On December 30, 2003, according to the Dawn account, "Dr Fawzia Siddiqui, elder sister of Dr Aafia Siddiqui, saw Mr Faisal Saleh Hayat at Islamabad ... regarding the whereabouts of Dr Aafia Siddiqui ... Mr Faisal Saleh Hayat told Dr Fawzia ... that according to his information Dr Aafia Siddiqui had already been released and that Dr Fawzia Siddiqui should go home and wait for some phone call from her sister. But, alas, that phone call has not yet come (third week of March) and the whole family of Dr Aafia Siddiqui, including the author of these lines, are in a state of severe mental torture."
 
If Aafia Siddiqui was "handed over to the Americans," as Dawn claims, why is her face plastered on Ashcroft's wanted poster? Is there something Ashcroft is not telling us about Siddiqui? Is it possible Siddiqui was released by the Pakistanis and simply disappeared? Or was made to disappear? Nobody knows.
 
During Ashcroft's news conference, not a soul asked these questions.
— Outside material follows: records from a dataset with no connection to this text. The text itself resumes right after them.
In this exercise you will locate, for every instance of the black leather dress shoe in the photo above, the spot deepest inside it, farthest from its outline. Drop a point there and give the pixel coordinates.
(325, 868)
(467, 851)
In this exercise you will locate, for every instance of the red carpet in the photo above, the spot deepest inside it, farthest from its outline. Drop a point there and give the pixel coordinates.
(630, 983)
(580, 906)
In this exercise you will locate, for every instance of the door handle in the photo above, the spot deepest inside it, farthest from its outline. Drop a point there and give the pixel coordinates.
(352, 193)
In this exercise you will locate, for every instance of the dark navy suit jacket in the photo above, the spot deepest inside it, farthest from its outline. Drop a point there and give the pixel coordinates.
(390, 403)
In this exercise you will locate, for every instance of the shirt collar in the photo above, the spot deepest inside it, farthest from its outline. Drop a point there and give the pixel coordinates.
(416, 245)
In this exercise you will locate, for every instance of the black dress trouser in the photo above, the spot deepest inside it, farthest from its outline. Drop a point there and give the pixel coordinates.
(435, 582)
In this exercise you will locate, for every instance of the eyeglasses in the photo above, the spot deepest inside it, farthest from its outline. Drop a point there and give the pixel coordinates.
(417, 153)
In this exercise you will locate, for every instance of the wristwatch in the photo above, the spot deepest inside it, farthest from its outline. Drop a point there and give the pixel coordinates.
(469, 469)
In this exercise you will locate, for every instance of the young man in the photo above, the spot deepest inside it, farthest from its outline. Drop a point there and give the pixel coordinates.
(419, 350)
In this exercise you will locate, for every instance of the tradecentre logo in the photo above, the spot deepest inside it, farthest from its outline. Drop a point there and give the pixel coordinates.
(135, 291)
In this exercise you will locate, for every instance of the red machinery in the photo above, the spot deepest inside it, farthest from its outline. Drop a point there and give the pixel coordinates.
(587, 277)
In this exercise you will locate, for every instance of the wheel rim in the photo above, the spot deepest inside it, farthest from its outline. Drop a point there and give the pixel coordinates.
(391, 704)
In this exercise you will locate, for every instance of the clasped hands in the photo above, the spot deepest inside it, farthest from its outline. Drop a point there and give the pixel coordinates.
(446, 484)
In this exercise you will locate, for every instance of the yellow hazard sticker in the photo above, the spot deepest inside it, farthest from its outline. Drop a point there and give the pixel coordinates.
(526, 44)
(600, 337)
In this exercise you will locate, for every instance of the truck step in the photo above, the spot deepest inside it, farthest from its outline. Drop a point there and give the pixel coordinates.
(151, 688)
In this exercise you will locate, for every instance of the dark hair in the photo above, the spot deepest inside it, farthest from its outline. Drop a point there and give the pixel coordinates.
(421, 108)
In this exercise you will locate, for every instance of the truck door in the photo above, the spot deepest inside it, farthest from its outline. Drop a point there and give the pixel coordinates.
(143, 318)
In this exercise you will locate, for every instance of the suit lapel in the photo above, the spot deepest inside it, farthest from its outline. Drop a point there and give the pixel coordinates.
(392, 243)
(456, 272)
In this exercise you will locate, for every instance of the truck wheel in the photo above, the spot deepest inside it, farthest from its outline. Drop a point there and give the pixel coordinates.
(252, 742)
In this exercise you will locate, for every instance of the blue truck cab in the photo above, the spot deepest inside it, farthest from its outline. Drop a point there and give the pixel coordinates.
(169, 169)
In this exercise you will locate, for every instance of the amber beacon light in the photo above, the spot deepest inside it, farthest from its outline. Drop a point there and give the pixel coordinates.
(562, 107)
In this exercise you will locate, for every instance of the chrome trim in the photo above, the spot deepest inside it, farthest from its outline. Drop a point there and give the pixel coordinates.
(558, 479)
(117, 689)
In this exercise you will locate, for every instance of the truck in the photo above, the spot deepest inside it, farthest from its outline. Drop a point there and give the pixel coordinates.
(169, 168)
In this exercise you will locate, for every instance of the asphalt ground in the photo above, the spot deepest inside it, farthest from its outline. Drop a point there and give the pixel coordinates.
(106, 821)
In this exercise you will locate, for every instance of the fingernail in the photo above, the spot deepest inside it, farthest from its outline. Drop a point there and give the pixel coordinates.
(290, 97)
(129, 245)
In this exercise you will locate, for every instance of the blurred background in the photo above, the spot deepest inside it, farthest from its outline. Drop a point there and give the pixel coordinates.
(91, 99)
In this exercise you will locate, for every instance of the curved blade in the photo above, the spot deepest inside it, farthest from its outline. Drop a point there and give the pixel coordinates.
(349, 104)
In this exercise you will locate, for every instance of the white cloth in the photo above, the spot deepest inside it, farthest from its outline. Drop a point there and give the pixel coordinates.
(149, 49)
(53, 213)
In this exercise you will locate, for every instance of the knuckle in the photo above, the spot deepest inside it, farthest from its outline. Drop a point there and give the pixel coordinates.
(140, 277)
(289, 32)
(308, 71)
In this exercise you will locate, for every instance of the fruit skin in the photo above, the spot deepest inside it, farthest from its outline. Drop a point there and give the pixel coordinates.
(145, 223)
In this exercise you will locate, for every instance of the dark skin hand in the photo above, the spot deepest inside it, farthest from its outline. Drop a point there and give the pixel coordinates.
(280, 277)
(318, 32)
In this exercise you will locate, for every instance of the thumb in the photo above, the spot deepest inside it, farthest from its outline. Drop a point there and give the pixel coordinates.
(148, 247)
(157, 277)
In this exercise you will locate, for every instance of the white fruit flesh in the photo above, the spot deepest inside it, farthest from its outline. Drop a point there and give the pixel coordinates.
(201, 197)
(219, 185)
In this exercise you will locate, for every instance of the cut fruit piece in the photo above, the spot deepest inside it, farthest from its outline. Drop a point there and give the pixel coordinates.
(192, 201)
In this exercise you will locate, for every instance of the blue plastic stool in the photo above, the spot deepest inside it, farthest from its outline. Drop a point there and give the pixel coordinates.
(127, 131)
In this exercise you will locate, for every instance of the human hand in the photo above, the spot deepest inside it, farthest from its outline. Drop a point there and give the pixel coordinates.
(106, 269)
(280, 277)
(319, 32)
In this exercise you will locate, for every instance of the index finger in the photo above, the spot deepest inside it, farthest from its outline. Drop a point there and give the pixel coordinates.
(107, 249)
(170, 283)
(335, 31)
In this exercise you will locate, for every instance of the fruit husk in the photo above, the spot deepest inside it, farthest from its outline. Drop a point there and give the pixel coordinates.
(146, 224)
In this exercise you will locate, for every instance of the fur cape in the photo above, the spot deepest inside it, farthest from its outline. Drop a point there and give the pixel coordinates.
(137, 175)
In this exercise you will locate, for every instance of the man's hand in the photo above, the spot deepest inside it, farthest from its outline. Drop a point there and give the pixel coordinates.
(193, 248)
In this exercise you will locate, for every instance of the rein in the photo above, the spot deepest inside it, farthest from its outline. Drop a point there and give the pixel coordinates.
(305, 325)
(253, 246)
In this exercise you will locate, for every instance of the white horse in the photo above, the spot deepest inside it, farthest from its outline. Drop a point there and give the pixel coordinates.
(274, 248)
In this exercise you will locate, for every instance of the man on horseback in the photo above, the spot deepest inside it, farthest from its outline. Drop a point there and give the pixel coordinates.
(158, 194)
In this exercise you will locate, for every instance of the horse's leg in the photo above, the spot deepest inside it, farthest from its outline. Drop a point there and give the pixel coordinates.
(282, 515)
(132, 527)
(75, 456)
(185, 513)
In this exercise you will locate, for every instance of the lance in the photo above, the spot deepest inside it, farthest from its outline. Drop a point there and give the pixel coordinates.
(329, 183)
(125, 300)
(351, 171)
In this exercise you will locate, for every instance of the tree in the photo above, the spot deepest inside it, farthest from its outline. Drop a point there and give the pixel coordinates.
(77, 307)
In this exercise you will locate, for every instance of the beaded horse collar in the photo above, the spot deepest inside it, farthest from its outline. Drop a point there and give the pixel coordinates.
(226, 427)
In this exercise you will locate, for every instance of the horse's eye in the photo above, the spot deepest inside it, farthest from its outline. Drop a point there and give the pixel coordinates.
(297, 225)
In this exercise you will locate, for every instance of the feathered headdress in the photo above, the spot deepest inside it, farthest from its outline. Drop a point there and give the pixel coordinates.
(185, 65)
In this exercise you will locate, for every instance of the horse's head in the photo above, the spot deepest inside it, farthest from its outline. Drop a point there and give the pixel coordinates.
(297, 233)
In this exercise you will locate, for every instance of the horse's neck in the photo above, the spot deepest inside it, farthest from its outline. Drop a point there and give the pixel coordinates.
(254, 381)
But then nobody asks John Ashcroft tough questions, least of all journalists from the corporate media -- they want to be invited back and above all keep their jobs.
 
Is it possible "professional" journalists -- with massive databases and powerful research tools at their fingertips -- are unaware of Siddiqui's disappearance and the claim that she is already in US custody?
 
What does it say about the corporate media when one guy searching Google with a dial-up internet connection reveals more about Aafia Siddiqui than the New York Times, CNN, and Fox News combined? Or is there a reason the corporate media has not commented on what Newsweek and the Boston Globe reported about Aafia Siddiqui last year? Is it intellectual laziness or something else?
 
Obviously, Bush does not like to answer questions, especially questions about his business dealings with Saudi Arabia and the bin Laden family, a subject Michael Moore deals with in his latest documentary. Is it possible Aafia Siddiqui's association with people receiving money from Saudi Arabia -- transactions and debit-card purchases that sent up red flags at the Treasury Department and the FBI -- suddenly became a forbidden subject? And if so, why is Siddiqui's photograph on Ashcroft's wanted poster? We don't know. And nobody seems inclined to ask, least of all the corporate media.
 
All we know is Aafia Siddiqui has disappeared.